Non-differentiability implies non-Lipschitz continuity

Question

In a simple one-dimensional framework, it is known that the differentiability of a function (with bounded derivative) on an interval implies its Lipschitz continuity on that interval. However, non-differentiability does not implies non-Lipschitz continuity as shown by the function $f:x\to |x|$. Still, there are functions that are not differentiable at a point and this argument is used to say that this same function is not Lipschitz-continuous at that point as, for example, $f:x\to \sqrt{x}$ at $x=0$ (we say that the slope of the function at that point is "vertical"). So my question is: is there a theorem telling us that for some functions (to be characterized), their non-differentiability implies their non-Lipschitz continuity? Or is this result obvious from the definition of Lipschitz continuity?

Answer 1

The following is a consequence of MVT :

If $f$ is differentiable and if $f'$ is bounded $\implies f$ is Lipschitz.

But, $f$ is Lipschitz $ \implies$ $f$ is differentiable does not hold and a counterexample for this you've already given.

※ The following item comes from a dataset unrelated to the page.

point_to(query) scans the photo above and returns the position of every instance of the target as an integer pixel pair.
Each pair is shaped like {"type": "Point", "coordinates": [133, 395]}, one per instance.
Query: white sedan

Coming to your main question: When can we say "non-differentiability $\implies$ non-Lipschitz continuity"?

Intuitively speaking, if $f$ is not differentiable then either $f$ is not smooth(in the sense that it has some sharp peaks) or $f$ has infinite slope at some point. In the latter case $f$ cannot be Lipschitz, whereas in the former case if the slope of the function is finite at each point of the domain the it must be Lipschitz.

This isn't an answer to your question, but it helps build some intuition towards the problem.

Answer 2

It is worthwhile pointing out Rademacher's theorem, which states that a Lipschitz function is differentiable almost everywhere. Also, and much more trivially, the derivative will be bounded.